Jacobus ten Sijthoff
Jeanne Marie Claudine Menil overleed op 2 september 1870 in Amsterdam. Jeanne Marie Claudine Menil had geen wettige erfgenamen en liet het huis na aan dokter Jacobus ten Sijthoff (1815-1885).
Jacobus Theodorus Kok
Op 1 augustus 1878 werd het huis, ten overstaan van notaris Jacob Hendrik van Schermbeek, door Jacobus ten Sijthoff, medicinae doctor wonende te Amsterdam, verkocht aan Jacobus Theodorus Kok, hoofdopzichter van de gemeentewerken te Utrecht.
De koopsom was fl. 5750,-. Kok woonde volgens de koopakte op Achter Clarenburg wijk D no. 184a. Kok betaalde fl. 2750,-. De rest van de koopsom werd in termijnen voldaan. Jacobus ten Sijthoff koos ten behoeve van de hypotheek domicilie ten kantore van notaris Jacob Hendrik van Schermbeek op Janskerkhof wijk H nummer 591 (Janskerkhof 19).
Dominique Nicolas Martin Zambaux
Blijkens de koopakte werd het huis nog tot 30 april 1881 verhuurd, via een onderhands gesloten huurovereenkomst, aan schoenmaker Dominique Nicolas Martin Zambaux (1842-1912), voor vijfhonderd gulden per jaar. De huur was op 1 mei 1875 ingegaan.
De nieuwe eigenaar Jacobus Theodorus Kok was in 1855 in Schiedam getrouwd met Maria Elisabeth Hartog (Hertog; BS Schiedam 1855 H, aktenr. 60).
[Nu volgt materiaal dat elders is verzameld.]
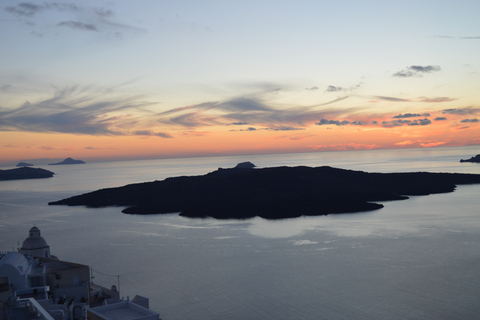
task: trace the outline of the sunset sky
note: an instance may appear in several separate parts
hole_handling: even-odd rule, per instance
[[[480,144],[480,1],[0,8],[0,163]]]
Verbouwing Minrebroederstraat 26 Utrecht
Minrebroederstraat 26 werd in 1887 door J.F. Kok verbouwd. Bij deze verbouwing werd onder meer de kap afgetopt en werd de aanbouw links achter verbouwd. Kok schonk de omlijsting van een ovaal raam, uit de tweede helft van de achttiende eeuw, aan de voorloper van het Centraal Museum (inventarisnr. 90).
In 1890 werd Minrebroederstraat wijk G no. 260 omgenummerd tot Minrebroederstraat 26 Utrecht.
Maria Elizabeth Hartog, echtgenote van Jacobus Theodorus Kok, overleed op 26 juni 1905 in Zeist (BS Utrecht 1905 O, aktenr. 1109). Volgens de overlijdensakte die in Utrecht werd opgemaakt woonde zij in Utrecht.
Jacobus Theodorus Kok, geboren te Noorden gemeente Nieuwkoop, weduwnaar van Maria Elisabeth Hartog, overleed op 11 november 1911, op 79-jarige leeftijd, wonende in de Minrebroederstraat (BS Utrecht 1911 O, aktenr. 1662).
Firma H.H. Kolthof
Vanaf 1914 was op Minrebroederstraat 26 Utrecht een filiaal van de Almelose firma H.H. Kolthof, “Fabriek van Witte goederen”, gevestigd (Het nieuws van den dag : kleine courant, 13-01-1914, Delpher). De hoofdvestiging van de Firma H.H. Kolthof – het manufacturenmagazijn, de confectiefabriek en het kantoor – zat op Bakenstraat 32 in Almelo.
In het voorjaar en de zomer van 1958 hield H.H. Kolthof uitverkoop op Minrebroederstraat 26 (Utrechts Nieuwsblad, 05-05-1958, p. 12; Utrechts Nieuwsblad, 24-07-1958, p. 10).
Kuijper’s Hobbyhuis
In 1959 vestigde Kuijper’s Hobbyhuis zich op Minrebroederstraat 26 Utrecht (Utrechts Nieuwsblad, 26-06-1959, p. 2).
In 1992 werd de bovenwoning van Minrebroederstraat 26 Utrecht verbouwd.
Huidige bestemming Minrebroederstraat 26 Utrecht: detailhandel
Op Minrebroederstraat 26 Utrecht is de modeltreinwinkel Kuijper’s Hobbyhuis gevestigd.
Gepubliceerd: 16-04-2016 door Caroline Pelser. Laatst geactualiseerd op 05-02-2022.